Segundo o Valor apurou, a nova administração assumiu os negócios na segunda-feira com objetivo inicial de fazer uma auditoria nas finanças do grupo. Atualmente, não se sabe o quanto o grupo cimenteiro Nassau fatura – há uma informação extraoficial de que o montante era de cerca de R$ 3 bilhões 11 anos atrás. O grupo nunca publicou demonstrações financeiras. De acordo com ex-funcionários, a administração vinha sendo conduzida de forma rudimentar.

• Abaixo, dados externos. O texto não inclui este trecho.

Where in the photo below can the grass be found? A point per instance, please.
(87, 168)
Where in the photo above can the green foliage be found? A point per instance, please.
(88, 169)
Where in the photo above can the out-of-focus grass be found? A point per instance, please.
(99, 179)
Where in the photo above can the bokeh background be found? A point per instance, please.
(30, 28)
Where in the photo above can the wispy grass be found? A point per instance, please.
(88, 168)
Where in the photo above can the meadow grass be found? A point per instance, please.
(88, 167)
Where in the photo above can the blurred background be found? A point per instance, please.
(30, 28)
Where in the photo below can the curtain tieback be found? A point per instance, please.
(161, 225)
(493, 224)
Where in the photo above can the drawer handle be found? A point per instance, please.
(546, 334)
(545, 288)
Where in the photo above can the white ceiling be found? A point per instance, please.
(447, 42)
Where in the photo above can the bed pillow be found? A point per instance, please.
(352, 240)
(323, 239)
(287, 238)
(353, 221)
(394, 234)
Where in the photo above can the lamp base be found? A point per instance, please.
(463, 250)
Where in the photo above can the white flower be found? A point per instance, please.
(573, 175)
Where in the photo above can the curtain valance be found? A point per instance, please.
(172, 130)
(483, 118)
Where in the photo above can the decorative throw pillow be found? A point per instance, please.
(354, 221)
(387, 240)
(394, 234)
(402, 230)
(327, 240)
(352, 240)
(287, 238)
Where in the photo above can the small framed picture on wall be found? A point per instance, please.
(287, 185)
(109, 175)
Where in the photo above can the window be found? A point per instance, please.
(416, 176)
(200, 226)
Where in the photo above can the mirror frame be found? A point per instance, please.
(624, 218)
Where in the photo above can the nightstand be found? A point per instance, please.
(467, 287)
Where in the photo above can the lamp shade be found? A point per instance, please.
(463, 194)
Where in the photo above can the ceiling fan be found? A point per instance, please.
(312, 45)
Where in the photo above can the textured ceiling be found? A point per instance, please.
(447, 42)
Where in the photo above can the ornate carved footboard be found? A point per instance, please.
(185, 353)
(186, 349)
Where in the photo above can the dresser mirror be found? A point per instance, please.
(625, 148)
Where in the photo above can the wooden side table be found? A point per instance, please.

Fernando, 75 anos, e José, 85, entraram com uma ação para invalidar a assembleia e seus efeitos. Em nota enviada ao Valor, eles dizem que são os “reais administradores” do grupo Nassau e que “não se reconhece a legalidade, legitimidade e validade do ato de eleição” dos novos administradores. Eles disseram ainda que lamentam que a Junta Comercial de Pernambuco (Jucepe) “tenha violado suas próprias normas para arquivar uma ata sem valia, o que não condiz com o histórico desse conceituado órgão”.
Antes da assembleia que aprovou as mudanças, os irmãos Santos publicaram comunicado no Jornal Folha de Pernambuco, no dia 16, tentando impugnar a reunião sob argumento de que o inventariante, Augusto Quidute, não teria legitimidade para a convocação.
Quidute afirmou ao Valor que as cotas da holding (90%) ainda estão em nome do espólio de João Santos na junta comercial. “Do ponto vista jurídico, quando isso acontece, a única pessoa que pode representar o espólio e as cotas é o inventariante dativo”, disse. “Esse mesmo argumento sempre foi defendido por Fernando Santos, até ele ser destituído da função”, afirmou.
Um dos motivos para a herança de João Santos ainda não ter sido fatiada é que herdeiros que estavam fora da administração do grupo não têm dinheiro para pagar o imposto sobre transmissão de bens (ITCMD) devido ao Estado, que foi calculado em R$ 220 milhões – ou 4% em cima do patrimônio. O imposto deve ser quitado antes distribuição dos bens.
Quatro aos atrás, netos e filhas de João Santos entregaram às autoridades uma denúncia com supostos crimes que estariam sendo cometidos por José e Fernando na condução dos negócios da família. Em um dossiê de 91 páginas, eles apontaram indícios de práticas como lavagem de dinheiro, sonegação fiscal, fraudes a execuções trabalhistas e formação de quadrilha.
Em maio do ano passado, a Polícia Federal deflagrou a Background, com colaboração da Procuradora Geral da Fazenda Nacional. A administração do grupo teria transformado um passivo tributário de R$ 8,6 bilhões em patrimônio pessoal de sócios, segundo as informações.
José e Fernando são suspeitos de dar calote em 8 mil ex-funcionários e no governo federal, com descumprimento de acordos em sucessivos programas de refinanciamento de débitos federais, enquanto esvaziavam os cofres do grupo na última década. Procurada, a Polícia Federal não comentou o avanço das investigações.